Why, that room was Diana's—that room which looked out on Minot's. He had thought of her as inhabiting it. He had never meant that the great light should say, "I love you," to Bettina.
For months, even when he felt that he had lost Diana, her spirit had seemed to dwell in the place he had planned for her. Whenever he had entered her room it had not seemed bare, for his imagination had filled it with the furniture which had been his grandmother's wedding set—the big canopied bed, the winged chair on the hearth, the quaint lyre-legged sewing table by the window. And on the other side of the hearth would be another chair—his own. And in that room he had seen Diana, his bride, in the moonlight; his wife, waiting in the winged chair to welcome him after a weary day.
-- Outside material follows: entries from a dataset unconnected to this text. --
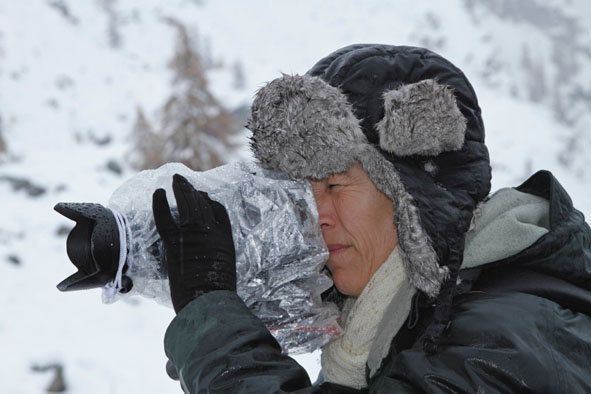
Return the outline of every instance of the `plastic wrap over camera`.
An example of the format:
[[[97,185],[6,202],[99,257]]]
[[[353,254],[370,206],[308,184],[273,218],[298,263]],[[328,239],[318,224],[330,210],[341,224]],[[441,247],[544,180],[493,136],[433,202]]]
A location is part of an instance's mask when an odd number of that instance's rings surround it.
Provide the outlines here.
[[[133,289],[128,294],[103,291],[103,301],[140,294],[172,307],[151,207],[157,188],[164,188],[169,203],[175,204],[172,176],[177,173],[226,207],[236,248],[238,295],[283,351],[309,352],[339,335],[338,308],[320,298],[332,280],[322,271],[328,250],[309,183],[250,162],[205,172],[170,163],[121,185],[109,207],[121,212],[129,225],[125,274],[133,280]]]

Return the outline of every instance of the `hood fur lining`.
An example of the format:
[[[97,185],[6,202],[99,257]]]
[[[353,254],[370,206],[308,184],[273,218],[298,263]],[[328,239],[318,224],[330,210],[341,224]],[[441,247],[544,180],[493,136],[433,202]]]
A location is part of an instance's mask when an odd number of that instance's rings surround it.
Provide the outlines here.
[[[439,266],[439,258],[423,229],[414,199],[406,191],[392,163],[373,146],[367,144],[358,149],[356,158],[378,190],[394,202],[398,243],[409,280],[428,296],[435,297],[449,270]]]

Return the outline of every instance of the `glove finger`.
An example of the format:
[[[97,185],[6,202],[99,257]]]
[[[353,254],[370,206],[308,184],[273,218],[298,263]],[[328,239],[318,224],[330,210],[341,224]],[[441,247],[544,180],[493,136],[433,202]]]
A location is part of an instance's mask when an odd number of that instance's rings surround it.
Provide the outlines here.
[[[174,174],[172,179],[172,190],[179,209],[180,225],[201,224],[201,211],[203,201],[196,197],[197,191],[182,175]]]
[[[197,199],[199,201],[201,201],[201,204],[203,206],[202,210],[201,210],[201,217],[203,218],[203,222],[209,225],[213,225],[216,220],[215,220],[215,212],[213,211],[213,200],[211,198],[209,198],[209,194],[207,194],[207,192],[198,190],[197,191],[198,196]]]
[[[196,190],[191,183],[179,174],[174,175],[172,187],[175,191],[181,225],[207,227],[214,224],[214,214],[206,192]]]
[[[156,230],[161,236],[177,230],[164,189],[157,189],[152,194],[152,214],[154,215]]]
[[[210,205],[215,216],[215,221],[221,224],[223,227],[231,230],[232,226],[230,224],[230,218],[226,208],[217,201],[213,201],[211,199],[209,201],[211,201]]]

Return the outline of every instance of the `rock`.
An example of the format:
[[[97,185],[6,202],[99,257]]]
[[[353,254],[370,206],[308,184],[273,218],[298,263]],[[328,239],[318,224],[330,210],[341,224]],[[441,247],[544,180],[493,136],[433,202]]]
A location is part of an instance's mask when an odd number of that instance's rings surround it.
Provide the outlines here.
[[[107,162],[107,170],[117,175],[123,174],[123,169],[121,168],[121,165],[113,159]]]
[[[39,197],[47,192],[43,186],[39,186],[26,178],[13,177],[9,175],[0,176],[0,182],[7,182],[15,192],[23,190],[30,197]]]
[[[55,230],[55,235],[58,237],[65,237],[66,235],[70,234],[72,231],[72,226],[68,226],[66,224],[59,225],[58,228]]]
[[[112,142],[112,138],[109,134],[98,136],[93,130],[88,131],[88,139],[97,146],[106,146]]]
[[[48,393],[63,393],[66,391],[66,383],[64,381],[64,370],[61,365],[55,366],[55,374],[53,380],[47,387]]]
[[[21,259],[16,254],[9,254],[6,256],[6,260],[14,265],[21,265]]]
[[[34,364],[31,366],[33,372],[47,372],[54,371],[51,383],[47,387],[48,393],[63,393],[67,390],[66,382],[64,379],[64,367],[60,363],[39,365]]]

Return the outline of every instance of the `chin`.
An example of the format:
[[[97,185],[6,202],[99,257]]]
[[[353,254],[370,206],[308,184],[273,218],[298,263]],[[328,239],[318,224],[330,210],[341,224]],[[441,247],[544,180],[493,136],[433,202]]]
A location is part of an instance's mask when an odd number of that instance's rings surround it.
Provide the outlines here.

And now this pretty child—and Diana banished? What had he done? What dreadful thing had he done?
Bettina, unconscious, said pleasant things about the living-room, the library, the great hall, the broad stairway—
As yet there was no connection for lighting, so they carried candles, Anthony holding one aloft for himself and Bettina, and Delia coming after with a taper. Peter, like a flash of flame, slipped ahead of Delia and was lost in the shadows.
They went into every room on the second floor before they entered the one which faced Minot's. To him it was the Holy of Holies, but Bettina stepped in boldly.
It was a great high-ceiled chamber with its distant corners made darker by the moonlight. Through the wide window which faced the south was a vast expanse of sky and sea. Anthony's house stood near the end of the harbor, so that across the causeway was the open water, a stretch of limitless blue.